I suppose I should consider myself lucky too. Next door I can flick through rails and rails of beautiful children’s clothes. Downstairs and across the road, we can attend classes in early musical education, dance and movement, mother and child yoga, you name it, the list goes on. Nurseries, though somewhat short on places, are so plentiful you are bound to find one nearby, as we did. Should either child have the tiniest twinge of hunger as I pile milk, carrots and potatoes between the rugged, muddied wheels of our own enormous pram, a squeezy burst of organic pumpkin, pear and apple in a neat foil pouch will placate them until the shopping has been done. And what about all those mothers jostling on the pavement or protecting their coffees in cafes, just bursting to share their maternal anecdotes with me. “Stewed apple came right back out of his nose, you don’t say!”
To deny the pleasure and convenience this child-orientated environment brings would be untrue, and unfair to those whose livelihoods depend on creating it. We have a lovely time, mostly; never short of somewhere to go and always meeting our friends on the streets. So what’s the point of this description and the tinge of satire running throughout, you might ask.You see, it came to me one grey afternoon in a cafe, too hot and hard at play, that there was something contradictory at work in this delightfully colourful place, however good its intentions. It was not so much the children – they were behaving in the expected way, dashing down slides, squabbling over toys and gorging themselves with soya hot chocolate and gluten-free banana cake – but the parents whose behaviour could perhaps be described as wanting. One father sat in the corner frowning at his laptop screen, a mother gabbled away to a client on her phone, whilst another flicked through a magazine. In their defence, they could have been simply enjoying the opportunity to park the children and get on with something else, which we all do, and need to do, from time to time. But why come here, I thought, to this place designed to celebrate the communion of adults and children, to read your emails?

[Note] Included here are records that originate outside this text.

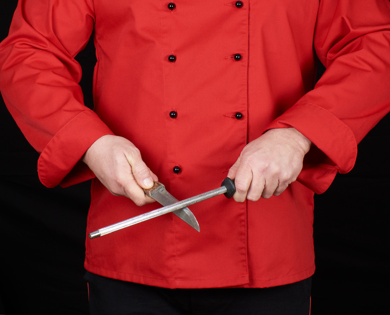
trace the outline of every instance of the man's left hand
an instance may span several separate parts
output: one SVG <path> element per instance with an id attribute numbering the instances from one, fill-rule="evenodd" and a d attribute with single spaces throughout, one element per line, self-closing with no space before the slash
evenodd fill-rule
<path id="1" fill-rule="evenodd" d="M 312 142 L 294 128 L 270 129 L 247 144 L 229 170 L 233 198 L 258 201 L 278 196 L 298 177 Z"/>

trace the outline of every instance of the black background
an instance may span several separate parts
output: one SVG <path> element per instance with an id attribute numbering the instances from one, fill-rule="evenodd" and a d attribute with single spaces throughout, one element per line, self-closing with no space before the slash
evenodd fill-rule
<path id="1" fill-rule="evenodd" d="M 5 2 L 0 40 L 17 3 Z M 91 104 L 92 43 L 77 59 L 85 102 Z M 390 310 L 389 122 L 388 114 L 359 144 L 354 170 L 315 197 L 312 315 Z M 0 132 L 0 314 L 88 314 L 82 277 L 90 183 L 66 189 L 40 184 L 38 154 L 1 98 Z"/>

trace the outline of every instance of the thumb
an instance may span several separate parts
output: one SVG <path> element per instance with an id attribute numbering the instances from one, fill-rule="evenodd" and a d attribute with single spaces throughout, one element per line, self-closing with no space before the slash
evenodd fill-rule
<path id="1" fill-rule="evenodd" d="M 230 179 L 234 179 L 236 178 L 236 175 L 237 174 L 237 170 L 238 169 L 238 166 L 240 166 L 240 161 L 241 157 L 239 157 L 236 161 L 234 164 L 230 168 L 229 172 L 228 173 L 228 177 Z"/>
<path id="2" fill-rule="evenodd" d="M 140 154 L 137 152 L 126 157 L 132 167 L 132 172 L 138 185 L 145 189 L 153 187 L 153 181 L 157 180 L 157 176 L 152 173 L 142 161 Z"/>

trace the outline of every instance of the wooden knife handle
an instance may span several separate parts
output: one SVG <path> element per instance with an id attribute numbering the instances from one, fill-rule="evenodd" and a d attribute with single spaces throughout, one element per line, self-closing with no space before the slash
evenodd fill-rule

I don’t suppose would mind so much if this plentitude of children’s play areas and apparently health-giving dried fruit bars was not accompanied with the parallel rise of child-friendly mobile phone applications and the near constant availability of children’s TV. With all of this, it seems there is something going on in these days of small and late families living in big, hostile cities, with busy parents who have constant access to the external world’s demands. We want our children to have fun and to be well fed. We also want to continue and succeed in our old highly pressured lives, whatever that conventional idea of success might be. Lacking the time to adequately fulfil both desires, we strike a compromise: a children’s world, pretty, diverse, distracting, pacifying, but most importantly a work of artifice.This is not to say that children must always sit at the very centre of our entire attentions: most dissatisfying for adults and stifling for children – mine are not, and I don’t expect that of anyone else. But it is to say, my task as a parent is not simply to push my children into a separate, artificial world in which they are conveniently distracted, but rather to help them understand and take pleasure in the adult world, which they will have to fully inhabit one day. So now is the time for me to stop browsing the Mothercare website for adorable rainbow print t-shirts and to start pointing to the rainbows in the sky instead.